1996 play written by Sam Shepard

When the World was Green (a Chef's Fable) is a play by Sam Shepard and Joseph Chaikin published in 2007. One of four genre works, the other collaborations include: Tongues (play), Savage/Love and The War in Heaven. In a similar vein, Shepard collaborated with Patti Smith on Cowboy Mouth (play). An extension of the avant-garde theatre, these experimental works provide a framework for dramatic expression.

==Premieres==
New York's Signature Theatre, devoting their 1996-97 season to Shepard, approached him for a new play. Joseph Chaikin, working as a director with Atlanta's 7 Stages, learned that the theatre had obtained Olympiad funding for the Olympic Arts Festival. Chaikin and Shepard viewed the Festival as a way to deadline their collaboration and present the play before it became part of Signature's retrospective.

The play was commissioned and produced by the Atlanta Committee for the Olympic Games,
Cultural Olympiad for the Olympic Arts Festival, in conjunction with 7 Stages, Atlanta, on July 19, 1996.

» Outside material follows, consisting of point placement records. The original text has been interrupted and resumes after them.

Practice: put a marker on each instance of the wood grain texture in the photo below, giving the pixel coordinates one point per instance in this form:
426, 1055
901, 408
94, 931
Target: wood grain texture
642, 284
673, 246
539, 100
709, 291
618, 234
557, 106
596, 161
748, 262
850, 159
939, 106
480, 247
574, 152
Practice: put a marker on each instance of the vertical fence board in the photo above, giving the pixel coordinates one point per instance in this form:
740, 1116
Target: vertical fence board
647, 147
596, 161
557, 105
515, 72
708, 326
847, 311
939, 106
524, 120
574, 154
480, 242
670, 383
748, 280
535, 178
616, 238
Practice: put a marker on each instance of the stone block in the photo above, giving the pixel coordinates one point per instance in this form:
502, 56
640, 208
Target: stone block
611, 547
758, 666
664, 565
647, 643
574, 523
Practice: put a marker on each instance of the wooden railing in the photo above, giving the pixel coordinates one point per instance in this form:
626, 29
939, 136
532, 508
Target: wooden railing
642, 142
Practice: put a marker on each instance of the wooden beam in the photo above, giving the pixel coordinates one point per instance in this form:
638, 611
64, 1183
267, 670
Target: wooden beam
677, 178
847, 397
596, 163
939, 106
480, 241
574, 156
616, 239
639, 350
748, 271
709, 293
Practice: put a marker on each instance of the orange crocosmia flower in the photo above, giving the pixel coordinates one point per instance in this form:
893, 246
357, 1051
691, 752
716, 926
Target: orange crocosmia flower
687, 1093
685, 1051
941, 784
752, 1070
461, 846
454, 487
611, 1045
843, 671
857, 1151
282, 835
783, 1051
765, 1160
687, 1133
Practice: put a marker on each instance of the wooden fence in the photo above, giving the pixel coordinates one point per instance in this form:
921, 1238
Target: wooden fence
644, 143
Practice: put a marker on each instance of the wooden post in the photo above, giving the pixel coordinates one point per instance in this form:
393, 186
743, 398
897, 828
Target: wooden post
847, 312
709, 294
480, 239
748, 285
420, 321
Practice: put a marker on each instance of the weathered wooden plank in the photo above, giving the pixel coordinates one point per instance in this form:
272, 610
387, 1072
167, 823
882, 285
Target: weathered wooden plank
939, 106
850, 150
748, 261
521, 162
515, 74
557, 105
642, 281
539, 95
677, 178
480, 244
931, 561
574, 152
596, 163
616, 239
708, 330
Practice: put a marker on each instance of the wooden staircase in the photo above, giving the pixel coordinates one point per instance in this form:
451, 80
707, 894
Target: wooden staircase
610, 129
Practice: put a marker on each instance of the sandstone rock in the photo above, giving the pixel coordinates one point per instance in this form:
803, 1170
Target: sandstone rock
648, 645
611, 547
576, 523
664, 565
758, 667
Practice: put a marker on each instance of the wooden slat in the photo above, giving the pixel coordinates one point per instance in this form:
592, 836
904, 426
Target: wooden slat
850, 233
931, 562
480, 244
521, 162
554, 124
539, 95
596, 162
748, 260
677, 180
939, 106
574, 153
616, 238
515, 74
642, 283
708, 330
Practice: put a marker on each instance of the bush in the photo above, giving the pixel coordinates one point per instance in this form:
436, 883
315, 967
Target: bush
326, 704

New York's Signature Theatre Company, opened the play October 22, 1996. The cast featured Alvin Epstein as the Old Man and Aimee Quigly as the Interviewer. This production included Woody Regan as the Pianist with his own original music. The play was presented on a double-bill with Shephard's 1965 play Chicago. It was directed by Joseph Chaikin.
The uncoupled play transferred to the American Repertory Theatre (ART), Cambridge, for a March/April 1997 engagement.

==Productions==
When the World was Green has been performed in numerous instances:
- Magic Theatre, San Francisco, presented the play in April, 1997.
- Sledgehammer Theatre at St. Cecilia's Playhouse, San Diego, presented the play in a February/March 2005 production.
- Cesear's Forum, Cleveland's minimalist theatre, presented the play at Kennedy's Down Under, Playhouse Square in a February/March 2006 production.
- American Stage, St. Petersburg, presented the play in a March/April 2013 production.

==Synopsis==
An Old Man, who was once a chef, is serving a sentence for murdering a man he mistook for his cousin to avenge a generations-old feud over the poisoning of a mule. A young woman claiming to be a reporter interviews him about the murder. Their eight conversations are interspersed with a sequence of monologues in which both characters recall incidents from their childhood.

==Themes and analysis==
Sam Shepard is credited with creating a fresh vernacular for exploring the disparity in American life between myth and reality.
Joseph Chaikin was both praised and panned for mixing theatrical styles in production.

==Critical reception==
Ben Brantley in The New York Times was pleased with the performances; "a smooth blend of ritualism and naturalism." Of the play, he wrote: "It's dominant motifs are of exhaustion and sensual pleasure."

Vincent Canby in his Sunday Review, The New York Times article, found the piece, "a squashy, sentimental folk tale...far too orderly and obvious."

Kerry Clawson, in her Akron Beacon Journal review of the Playhouse Square production wrote: "In Chaikin's words, his work with Shepard was 'thought music.' That's an apt term to describe this one-act memory play, which has richly lyrical, sensuous descriptions of both childhood memories and food."